Demi Prestasi Olahraga, Alokasikan Minimal Dua Persen di APBD
Pada uji publik tersebut hadir juga panitia khusus raperda dari instansi DPRD Kaltim yang menggarapnya.
Laporan Wartawan Tribun Kaltim, Ade Miranti
TRIBUNKALTIM.CO, SAMARINDA - Seluruh pengurus provinsi cabang olahraga di Kaltim berkumpul di Ballroom Hotel Gran Victoria Samarinda, Jumat (18/3/2016).
Mereka membahas serta berdiskusi terkait uji publik perda keolahragaan.
Pada uji publik tersebut hadir juga panitia khusus raperda dari instansi DPRD Kaltim yang menggarapnya.
Pansus mendatangkan beberapa narasumber yang terkait.
Antara lain, Ketua KONI Kaltim, Zuhdi Yahya, Kadispora Kaltim, Fachruddin Djafrie, Deputi Bidang Peningkatan Prestasi Olahraga Kemenpora, Djoko Pekik Irianto, serta Direktur Produk Hukum Daerah Ditjen Otda Kemendagri, Kurniasih.
Uji publik pansus perda keolahragaan tersebut berlangsung serius namun santai.
Meskipun suasana kritis terjadi saat diberikan kesempatan kepada peserta yang kebanyakan dari pengprov cabor untuk bertanya.
Seperti pertanyaan Ketua Pengprov Ikasi Kaltim, Muslimin yang mengkritisi terkait kepastian dana yang diterima untuk 43 cabor, pada persiapan dalam segala jenis even olahraga.
Ketua KONI Kaltim, Zuhdi Yahya turut memberikan dukungan agar di dalam raperda keolahragaan yang digarap sejak 21 September 2015 lalu bisa membuahkan hasil.
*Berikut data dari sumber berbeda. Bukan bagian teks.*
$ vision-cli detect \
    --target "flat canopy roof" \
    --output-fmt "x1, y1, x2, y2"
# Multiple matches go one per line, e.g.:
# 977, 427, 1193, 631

Terutama besaran dana yang dialokasikan untuk kebutuhan olahraga.
"Kita menginginkan pencantuman persen pada anggaran tersebut. Ada yang minta minimal dua persen, ada juga lima persen. Terpenting, kalau sudah dapat persennya saja. Jadi tidak ada keraguan tiap tahun buat bidang olahraga ini," katanya.
Selain persentase dana, ia berharap sarana dan prasarana PON 2008 silam yang dimiliki Kaltim bisa dipergunakan kembali.
Sarana tersebut, diungkapkan Zuhdi, sulit digunakan para atlet Kaltim sendiri.
Dia tidak menjelaskan secara rinci alasan sulitnya dipakai sarana dan pra sarana tersebut. Namun, dia hanya menyebut adanya aturan pemerintah yang membatasi, sehingga venue-venue eks PON menjadi terbengkalai.